Sea Otter is set to open tomorrow and blow up our homepage with tons of new bikes & tech, but we got an early sneaky peek today at Moots’ next-gen titanium Forager fat bike. Sporting some huge 27.5 x 4.5″ Terrene Cake Eater tires, this new Moots Forager fat bike is a massive jump for snow, sand & mud mountain bike riders hunting traction in the loosest & slipperiest conditions…

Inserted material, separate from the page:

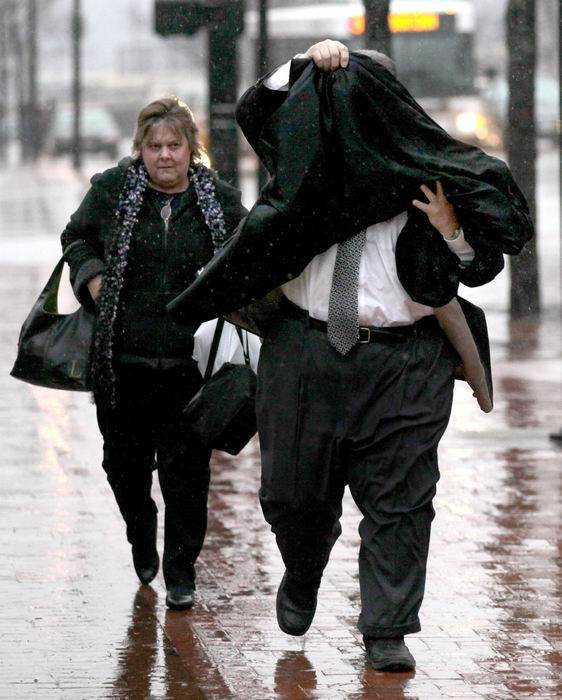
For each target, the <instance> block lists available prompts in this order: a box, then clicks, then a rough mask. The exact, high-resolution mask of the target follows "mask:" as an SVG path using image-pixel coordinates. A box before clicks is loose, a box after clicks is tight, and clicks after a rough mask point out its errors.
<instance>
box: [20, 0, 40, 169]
mask: <svg viewBox="0 0 562 700" xmlns="http://www.w3.org/2000/svg"><path fill="white" fill-rule="evenodd" d="M23 130H24V131H23V143H22V147H23V153H22V155H23V159H24V160H26V161H29V160H35V159H36V158H37V155H38V150H39V148H38V141H39V110H38V103H37V0H28V2H27V95H26V99H25V107H24V111H23Z"/></svg>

Moots Forager titanium fat bike
Moots last updated their ti fat bike with the Frosthammer more than 8 years ago, already fat for the time with 4.8-5″ wide tires on 26″ wheels. But a fat bike hasn’t officially been in their line-up since early 2019. Now that many snow bikers have moved to larger 27.5″ wheels for smoother rolling, it was time for Moots to revive the ti fat bike with the fattest 27.5 tires they could find.
What’s new?
Official max tire clearance for the new ti fat bike is 27.5×4.5” on a wide (presumably up to 100mm) rim.
Claimed Forager frame weight is ~3.75lb (~1.7kg). But you are likely to save a bunch of weight over the last generation of Moots fat bikes, as most of the old Frosthammers we had seen either had a steel fork or a suspension fork.
Now Moots has designed their ti Forager for the full carbon ENVE fat fork, with a 44mm headtube & a 1.5″ tapered headset. It doesn’t get suspension-corrected geometry anymore, because Moots says they’ve found that the massive tire does enough work for you already, and they weren’t ever impressed with suspension forks on snow anyway.
Tech details
The new Forager sticks with pretty standard wide 197mm rear & 150mm front axle thru-axle spacing, but now sizes up to a super-wide 120mm threaded bottom bracket shell to help gets its S-bend chainstays around the massive rear tire. It also retains full-length external cables through guided loops for simplicity, but now adds a larger diameter seatpost for dropper compatibility and modular stealth internal dropper routing. This one sticks with just 2 pairs of regular bottle cage bosses, but it is a Moots, so custom adventure mounts will surely be possible too.
No official word yet on pricing, but it is a titanium mountain bike made by the master bike builders in Steamboat Springs, Colorado. Expect a complete bike like this to start over $8000. Update: Let’s make that an even $9898 with a complete XT build!